Getting back to the budget, because that indeed is why we are here. Part of the legacy of the Conservative government is a series of tax havens and tax loopholes. The government addressed it a little in the budget documents, It talked about the fact that employee stock options were basically being claimed by 2,000 individuals, claiming over $1.3 billion of employee stock options. These 2,000 people all have incomes of over $1 million. Therefore, the government understands there is a problem. However, in the budget documents, all the government says is that eventually it will get around to solving it.

What does the member think of a budget that says, yes, this is a problem, but does nothing about it?

Financial Statement of Minister of FinanceThe BudgetGovernment Orders

4:50 p.m.


Pierre Poilievre Conservative Carleton, ON

Mr. Speaker, I want to thank the hon. member for his very gracious remarks and also for the counsel and mentorship he has been providing me the last several days. Regularly he has come over to express concern for my physical well-being, and he has given me a number of tips on how to survive this enduring task. I thank him for that in a very sincere way.

He also raises an important concern about the privileges that the government continues to protect for those with the most. He is quite right that while middle and working-class people are paying more and more, struggling harder and harder just to get by, those with connections to government have never done better.

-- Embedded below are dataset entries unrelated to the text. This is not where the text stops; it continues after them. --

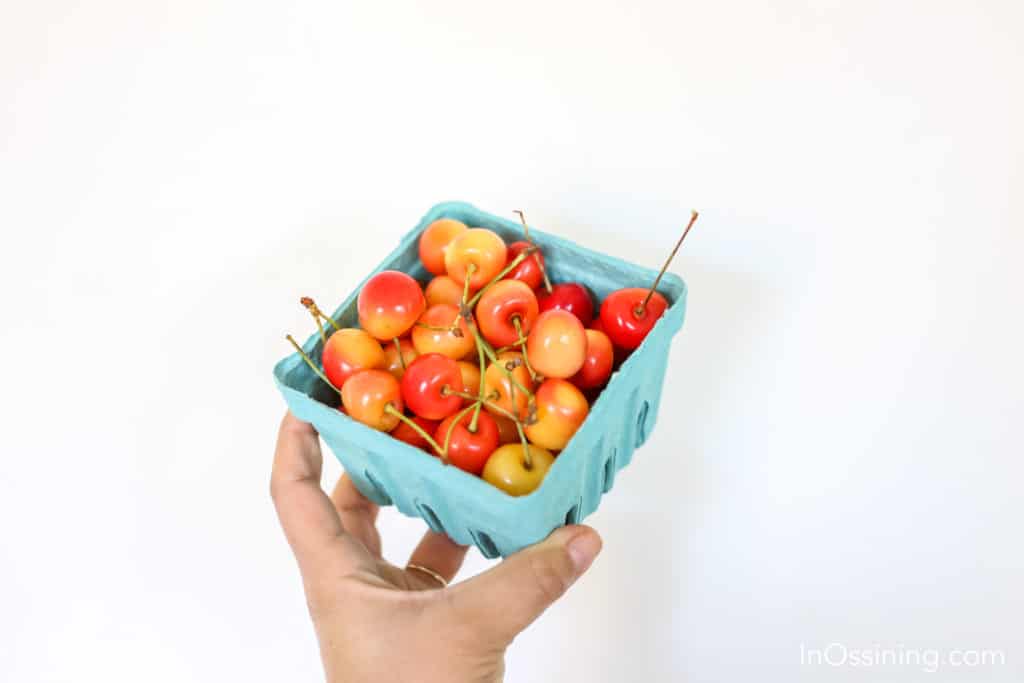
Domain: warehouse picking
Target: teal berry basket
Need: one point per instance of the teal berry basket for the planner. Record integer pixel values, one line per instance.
(466, 508)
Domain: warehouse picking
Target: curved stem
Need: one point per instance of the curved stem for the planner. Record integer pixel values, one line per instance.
(391, 410)
(312, 366)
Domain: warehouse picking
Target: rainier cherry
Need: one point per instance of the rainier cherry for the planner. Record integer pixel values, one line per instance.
(572, 297)
(517, 469)
(427, 383)
(503, 306)
(435, 240)
(373, 397)
(557, 345)
(389, 303)
(560, 411)
(433, 333)
(347, 351)
(468, 450)
(477, 255)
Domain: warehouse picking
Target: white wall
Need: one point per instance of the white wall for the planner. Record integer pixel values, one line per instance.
(839, 456)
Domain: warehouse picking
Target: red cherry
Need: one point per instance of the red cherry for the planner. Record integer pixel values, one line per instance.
(500, 305)
(530, 271)
(468, 451)
(572, 297)
(406, 433)
(389, 303)
(626, 324)
(423, 386)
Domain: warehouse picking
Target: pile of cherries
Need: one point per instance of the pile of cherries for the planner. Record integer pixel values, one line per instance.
(491, 367)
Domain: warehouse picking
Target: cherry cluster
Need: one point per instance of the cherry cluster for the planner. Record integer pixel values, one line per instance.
(491, 367)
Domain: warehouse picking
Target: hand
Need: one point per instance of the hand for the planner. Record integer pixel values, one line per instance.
(377, 622)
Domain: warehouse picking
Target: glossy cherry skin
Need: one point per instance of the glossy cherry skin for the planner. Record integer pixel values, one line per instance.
(443, 290)
(406, 433)
(530, 271)
(619, 316)
(466, 450)
(396, 363)
(389, 303)
(480, 247)
(560, 410)
(557, 344)
(423, 386)
(367, 394)
(432, 333)
(598, 361)
(572, 297)
(499, 304)
(434, 241)
(470, 378)
(507, 470)
(509, 397)
(347, 351)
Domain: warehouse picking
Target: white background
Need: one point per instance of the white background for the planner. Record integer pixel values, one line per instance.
(839, 453)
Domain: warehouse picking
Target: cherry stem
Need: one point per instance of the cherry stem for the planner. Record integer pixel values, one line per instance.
(523, 255)
(309, 361)
(391, 410)
(642, 308)
(544, 269)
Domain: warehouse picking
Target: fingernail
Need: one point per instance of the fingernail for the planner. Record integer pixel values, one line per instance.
(583, 548)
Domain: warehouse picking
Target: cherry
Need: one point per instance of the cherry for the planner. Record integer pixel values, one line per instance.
(598, 361)
(530, 271)
(626, 323)
(504, 306)
(389, 303)
(443, 290)
(426, 386)
(504, 387)
(403, 432)
(468, 450)
(470, 377)
(347, 351)
(373, 397)
(557, 344)
(435, 240)
(560, 411)
(397, 354)
(517, 469)
(572, 297)
(435, 333)
(476, 255)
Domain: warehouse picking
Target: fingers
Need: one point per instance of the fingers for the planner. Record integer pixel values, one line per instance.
(439, 553)
(503, 601)
(309, 519)
(358, 515)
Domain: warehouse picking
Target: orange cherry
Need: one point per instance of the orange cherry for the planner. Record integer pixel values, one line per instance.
(507, 468)
(368, 395)
(347, 351)
(598, 361)
(479, 247)
(557, 344)
(560, 410)
(433, 333)
(396, 358)
(389, 303)
(509, 396)
(435, 240)
(443, 290)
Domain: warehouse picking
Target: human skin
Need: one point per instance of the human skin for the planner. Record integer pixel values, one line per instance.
(376, 622)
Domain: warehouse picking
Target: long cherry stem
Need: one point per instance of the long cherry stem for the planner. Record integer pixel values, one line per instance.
(642, 308)
(312, 366)
(544, 268)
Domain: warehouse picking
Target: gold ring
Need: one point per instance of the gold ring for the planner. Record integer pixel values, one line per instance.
(430, 572)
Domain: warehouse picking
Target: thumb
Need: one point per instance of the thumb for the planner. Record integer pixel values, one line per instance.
(503, 601)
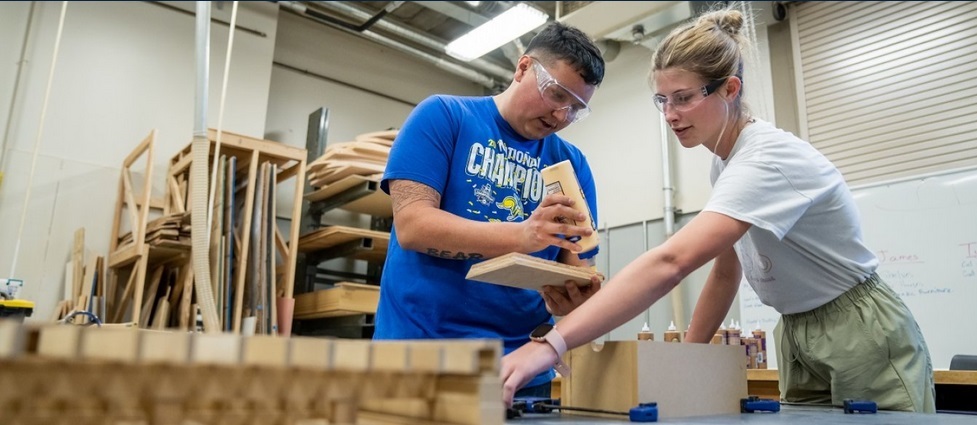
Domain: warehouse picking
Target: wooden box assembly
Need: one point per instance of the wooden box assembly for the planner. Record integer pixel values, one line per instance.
(684, 379)
(91, 375)
(528, 272)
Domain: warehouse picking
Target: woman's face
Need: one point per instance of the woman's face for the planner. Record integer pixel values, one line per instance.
(694, 109)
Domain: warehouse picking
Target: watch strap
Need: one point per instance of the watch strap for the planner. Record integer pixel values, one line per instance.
(556, 341)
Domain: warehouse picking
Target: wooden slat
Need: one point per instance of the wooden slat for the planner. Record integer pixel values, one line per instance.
(344, 299)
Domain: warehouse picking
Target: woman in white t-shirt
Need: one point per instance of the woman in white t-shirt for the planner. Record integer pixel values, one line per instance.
(781, 214)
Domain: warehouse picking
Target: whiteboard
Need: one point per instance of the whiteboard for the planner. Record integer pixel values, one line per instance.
(924, 232)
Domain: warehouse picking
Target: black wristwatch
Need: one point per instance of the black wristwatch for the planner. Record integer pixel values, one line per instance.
(547, 334)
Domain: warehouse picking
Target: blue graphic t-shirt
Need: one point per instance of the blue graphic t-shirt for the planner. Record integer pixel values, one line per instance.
(484, 171)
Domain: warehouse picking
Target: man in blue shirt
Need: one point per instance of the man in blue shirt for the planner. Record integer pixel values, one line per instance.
(464, 179)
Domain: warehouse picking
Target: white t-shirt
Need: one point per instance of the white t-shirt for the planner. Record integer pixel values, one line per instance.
(805, 246)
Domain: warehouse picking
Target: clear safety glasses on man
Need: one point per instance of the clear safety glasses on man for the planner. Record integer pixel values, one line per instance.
(558, 97)
(684, 100)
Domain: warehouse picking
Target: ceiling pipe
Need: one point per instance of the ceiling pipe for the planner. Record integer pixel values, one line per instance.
(413, 36)
(461, 71)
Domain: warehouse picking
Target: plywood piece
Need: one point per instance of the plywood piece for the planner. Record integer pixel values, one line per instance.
(333, 236)
(528, 272)
(164, 347)
(118, 344)
(265, 350)
(59, 341)
(391, 356)
(312, 353)
(352, 355)
(378, 136)
(216, 349)
(426, 356)
(471, 357)
(633, 372)
(376, 203)
(344, 299)
(11, 338)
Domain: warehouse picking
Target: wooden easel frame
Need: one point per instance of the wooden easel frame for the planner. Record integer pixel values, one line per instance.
(290, 163)
(135, 253)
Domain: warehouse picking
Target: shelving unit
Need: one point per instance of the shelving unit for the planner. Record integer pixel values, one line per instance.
(332, 301)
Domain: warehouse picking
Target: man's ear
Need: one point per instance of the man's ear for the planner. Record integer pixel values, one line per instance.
(522, 68)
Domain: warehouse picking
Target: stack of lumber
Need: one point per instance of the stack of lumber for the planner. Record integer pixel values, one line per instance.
(169, 231)
(365, 156)
(114, 375)
(84, 284)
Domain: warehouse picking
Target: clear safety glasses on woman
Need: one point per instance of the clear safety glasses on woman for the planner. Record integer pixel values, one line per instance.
(557, 96)
(684, 100)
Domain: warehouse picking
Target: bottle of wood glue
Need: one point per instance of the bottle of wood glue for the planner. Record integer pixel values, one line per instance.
(560, 178)
(672, 334)
(646, 334)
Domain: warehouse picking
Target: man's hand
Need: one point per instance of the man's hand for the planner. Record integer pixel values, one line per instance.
(521, 366)
(561, 301)
(548, 225)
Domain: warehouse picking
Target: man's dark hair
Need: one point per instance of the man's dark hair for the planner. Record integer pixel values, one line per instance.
(566, 43)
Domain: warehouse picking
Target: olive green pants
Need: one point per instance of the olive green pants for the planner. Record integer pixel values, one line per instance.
(863, 345)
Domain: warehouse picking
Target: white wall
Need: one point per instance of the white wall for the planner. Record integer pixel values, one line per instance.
(123, 69)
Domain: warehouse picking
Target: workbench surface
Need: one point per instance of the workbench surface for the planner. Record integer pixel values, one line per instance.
(794, 415)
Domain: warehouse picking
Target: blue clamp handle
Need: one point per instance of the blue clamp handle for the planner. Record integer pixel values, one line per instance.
(756, 404)
(645, 412)
(860, 406)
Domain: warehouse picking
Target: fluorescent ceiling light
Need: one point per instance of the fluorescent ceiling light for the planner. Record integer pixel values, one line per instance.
(502, 29)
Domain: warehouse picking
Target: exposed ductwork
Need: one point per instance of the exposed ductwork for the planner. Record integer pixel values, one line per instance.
(497, 78)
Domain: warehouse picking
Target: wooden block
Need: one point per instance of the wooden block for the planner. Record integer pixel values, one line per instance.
(470, 400)
(342, 300)
(59, 341)
(684, 379)
(471, 357)
(216, 349)
(528, 272)
(164, 347)
(313, 353)
(265, 350)
(118, 344)
(351, 355)
(11, 338)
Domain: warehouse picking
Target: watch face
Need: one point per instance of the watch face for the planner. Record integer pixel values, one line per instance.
(541, 331)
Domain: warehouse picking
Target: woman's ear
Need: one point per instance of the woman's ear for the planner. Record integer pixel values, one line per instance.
(732, 87)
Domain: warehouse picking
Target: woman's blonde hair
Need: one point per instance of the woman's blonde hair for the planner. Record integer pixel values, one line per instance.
(710, 47)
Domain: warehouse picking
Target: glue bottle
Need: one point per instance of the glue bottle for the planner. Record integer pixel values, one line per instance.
(734, 334)
(646, 334)
(761, 339)
(672, 334)
(560, 178)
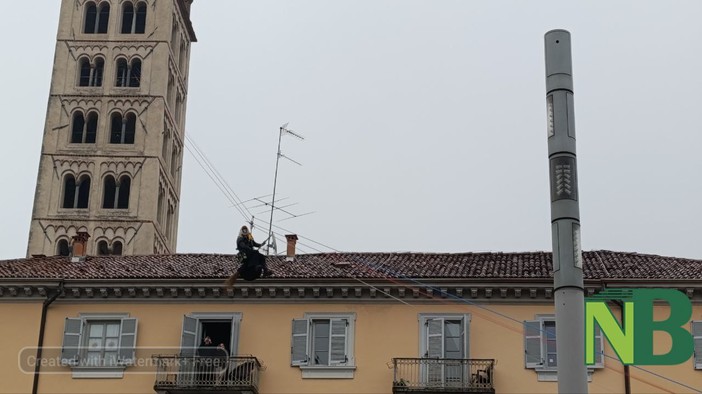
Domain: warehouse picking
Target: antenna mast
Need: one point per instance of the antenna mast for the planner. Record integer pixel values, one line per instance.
(283, 130)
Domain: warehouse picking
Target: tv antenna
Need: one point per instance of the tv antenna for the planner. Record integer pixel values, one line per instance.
(282, 131)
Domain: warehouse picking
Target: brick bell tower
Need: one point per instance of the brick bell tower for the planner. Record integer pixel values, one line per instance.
(113, 138)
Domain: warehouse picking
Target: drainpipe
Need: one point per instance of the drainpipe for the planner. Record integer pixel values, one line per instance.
(42, 325)
(627, 376)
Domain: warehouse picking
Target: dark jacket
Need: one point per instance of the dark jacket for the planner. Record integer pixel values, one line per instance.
(246, 245)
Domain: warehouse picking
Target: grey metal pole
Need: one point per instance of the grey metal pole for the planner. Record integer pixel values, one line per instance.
(565, 215)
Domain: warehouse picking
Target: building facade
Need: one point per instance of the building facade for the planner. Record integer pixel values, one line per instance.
(324, 323)
(114, 134)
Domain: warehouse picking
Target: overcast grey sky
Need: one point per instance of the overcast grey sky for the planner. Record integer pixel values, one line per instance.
(425, 122)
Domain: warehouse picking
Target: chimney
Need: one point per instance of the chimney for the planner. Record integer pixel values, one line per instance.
(292, 240)
(79, 246)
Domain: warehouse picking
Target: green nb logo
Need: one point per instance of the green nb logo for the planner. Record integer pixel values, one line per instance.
(633, 339)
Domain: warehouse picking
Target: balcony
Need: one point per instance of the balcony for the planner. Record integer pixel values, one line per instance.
(194, 374)
(436, 375)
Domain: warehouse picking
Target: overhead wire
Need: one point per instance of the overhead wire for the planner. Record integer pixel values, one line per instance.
(237, 203)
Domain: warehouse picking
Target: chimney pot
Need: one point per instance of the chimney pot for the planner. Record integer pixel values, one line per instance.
(292, 240)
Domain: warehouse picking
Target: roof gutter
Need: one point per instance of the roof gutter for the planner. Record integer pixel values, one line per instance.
(50, 298)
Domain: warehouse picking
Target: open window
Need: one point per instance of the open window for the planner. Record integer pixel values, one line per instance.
(128, 74)
(62, 248)
(99, 345)
(133, 18)
(116, 192)
(105, 249)
(76, 193)
(84, 131)
(123, 128)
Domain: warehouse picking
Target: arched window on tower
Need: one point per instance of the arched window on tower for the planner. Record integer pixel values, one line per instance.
(135, 73)
(128, 74)
(133, 19)
(85, 71)
(96, 17)
(62, 248)
(76, 193)
(82, 131)
(98, 71)
(123, 129)
(116, 193)
(91, 74)
(104, 249)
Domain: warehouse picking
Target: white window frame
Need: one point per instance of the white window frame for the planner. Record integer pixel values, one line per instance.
(77, 364)
(696, 330)
(550, 374)
(423, 322)
(339, 370)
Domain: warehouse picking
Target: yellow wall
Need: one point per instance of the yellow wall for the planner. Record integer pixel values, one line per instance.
(381, 333)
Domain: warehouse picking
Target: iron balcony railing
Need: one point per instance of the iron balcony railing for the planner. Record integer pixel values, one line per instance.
(176, 373)
(443, 375)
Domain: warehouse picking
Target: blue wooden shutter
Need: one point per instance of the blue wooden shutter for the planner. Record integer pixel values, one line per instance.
(533, 339)
(188, 340)
(71, 341)
(337, 341)
(127, 341)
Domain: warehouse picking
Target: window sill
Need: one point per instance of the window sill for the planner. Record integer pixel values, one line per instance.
(551, 375)
(327, 372)
(116, 372)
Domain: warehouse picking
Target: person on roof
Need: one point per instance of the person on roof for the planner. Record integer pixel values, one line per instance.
(253, 263)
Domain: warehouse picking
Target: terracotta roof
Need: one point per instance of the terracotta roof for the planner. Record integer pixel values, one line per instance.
(527, 265)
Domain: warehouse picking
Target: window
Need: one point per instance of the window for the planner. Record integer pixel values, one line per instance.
(322, 345)
(91, 74)
(84, 132)
(99, 345)
(76, 194)
(697, 336)
(116, 193)
(128, 74)
(123, 128)
(133, 20)
(540, 347)
(96, 18)
(220, 327)
(444, 336)
(105, 250)
(62, 248)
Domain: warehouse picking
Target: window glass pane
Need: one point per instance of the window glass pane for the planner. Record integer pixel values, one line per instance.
(110, 358)
(321, 341)
(112, 330)
(96, 330)
(94, 343)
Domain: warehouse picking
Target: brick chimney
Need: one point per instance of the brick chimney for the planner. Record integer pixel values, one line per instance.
(79, 246)
(292, 240)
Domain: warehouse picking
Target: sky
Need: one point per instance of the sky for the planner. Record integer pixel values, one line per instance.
(424, 123)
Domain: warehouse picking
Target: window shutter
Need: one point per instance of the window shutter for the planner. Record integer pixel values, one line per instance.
(300, 335)
(71, 341)
(337, 341)
(533, 335)
(188, 342)
(127, 341)
(599, 349)
(697, 336)
(435, 338)
(234, 340)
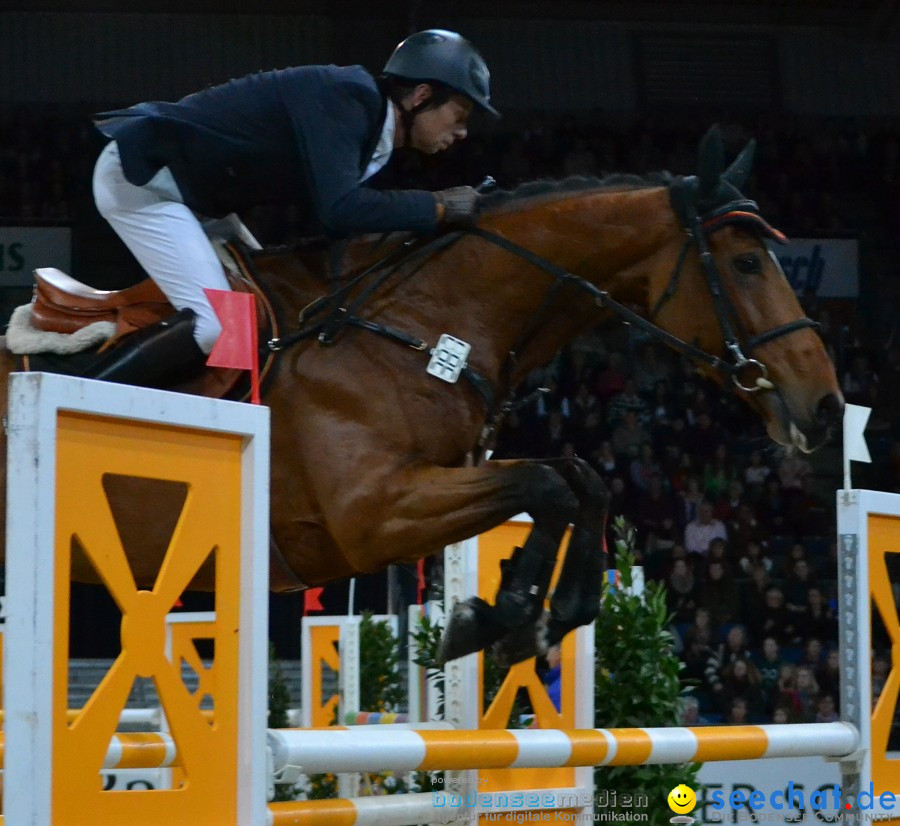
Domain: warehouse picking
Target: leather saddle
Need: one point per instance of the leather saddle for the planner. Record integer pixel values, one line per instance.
(62, 304)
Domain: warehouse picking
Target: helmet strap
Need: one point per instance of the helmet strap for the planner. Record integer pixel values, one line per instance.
(440, 94)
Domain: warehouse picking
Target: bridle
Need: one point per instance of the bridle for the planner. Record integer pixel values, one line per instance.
(698, 227)
(747, 374)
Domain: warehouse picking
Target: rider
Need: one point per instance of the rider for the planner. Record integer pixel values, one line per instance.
(310, 136)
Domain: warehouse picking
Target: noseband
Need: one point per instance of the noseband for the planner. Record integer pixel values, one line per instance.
(698, 228)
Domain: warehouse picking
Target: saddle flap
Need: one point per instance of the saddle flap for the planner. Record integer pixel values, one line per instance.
(61, 290)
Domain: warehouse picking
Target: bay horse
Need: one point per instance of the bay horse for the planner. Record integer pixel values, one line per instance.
(372, 453)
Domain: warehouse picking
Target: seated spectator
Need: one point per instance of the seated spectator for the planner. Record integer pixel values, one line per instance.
(797, 585)
(807, 513)
(782, 714)
(753, 556)
(826, 709)
(734, 648)
(775, 620)
(719, 552)
(628, 436)
(700, 630)
(880, 669)
(769, 663)
(605, 461)
(584, 403)
(690, 712)
(860, 383)
(828, 675)
(741, 681)
(663, 410)
(670, 440)
(656, 520)
(744, 528)
(643, 468)
(773, 507)
(627, 401)
(719, 594)
(703, 436)
(813, 652)
(700, 531)
(818, 619)
(807, 690)
(611, 379)
(514, 441)
(552, 677)
(553, 435)
(718, 474)
(755, 600)
(755, 475)
(726, 505)
(651, 371)
(588, 434)
(786, 696)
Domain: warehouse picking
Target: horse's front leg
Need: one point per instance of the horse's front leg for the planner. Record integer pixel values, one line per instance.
(525, 580)
(576, 597)
(422, 508)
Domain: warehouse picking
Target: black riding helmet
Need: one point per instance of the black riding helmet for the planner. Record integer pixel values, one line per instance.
(446, 58)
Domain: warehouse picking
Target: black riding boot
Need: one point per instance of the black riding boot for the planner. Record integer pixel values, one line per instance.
(157, 356)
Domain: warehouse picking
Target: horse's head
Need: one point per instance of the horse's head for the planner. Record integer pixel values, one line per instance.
(733, 302)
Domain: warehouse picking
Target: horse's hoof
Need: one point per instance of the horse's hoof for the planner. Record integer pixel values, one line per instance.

I think the member will agree that we need to bring back the ladder of opportunity and make it available for all to climb, rather than, as the current government has done, pulling that ladder up over the castle walls so no one else can climb it.

We as Conservatives will continue to work to create that aspirational Canada where people can get ahead rather than just get by.

Financial Statement of Minister of FinanceThe BudgetGovernment Orders

4:50 p.m.


Dan Albas Conservative Central Okanagan—Similkameen—Nicola, BC

Mr. Speaker, I want to thank the member for Carleton for his contribution to this debate. Particularly, I was impressed with not only his ability to stand and speak coherently to the issue, but also that he was able to explain some of the innovations, for example, the gentleman with whom he shared a flight. He has a small firm and without any government subsidy and without any expectation of government subsidy it is performing and doing more for people.

Could the member talk a little more about how competition is the best way for Canadians to receive the widest benefits and also how cronyism, particularly when lobbyists are trying to change the rules so incumbents receive protections that the average small business or new firm will never receive, works contrary to the best interests of Canadians?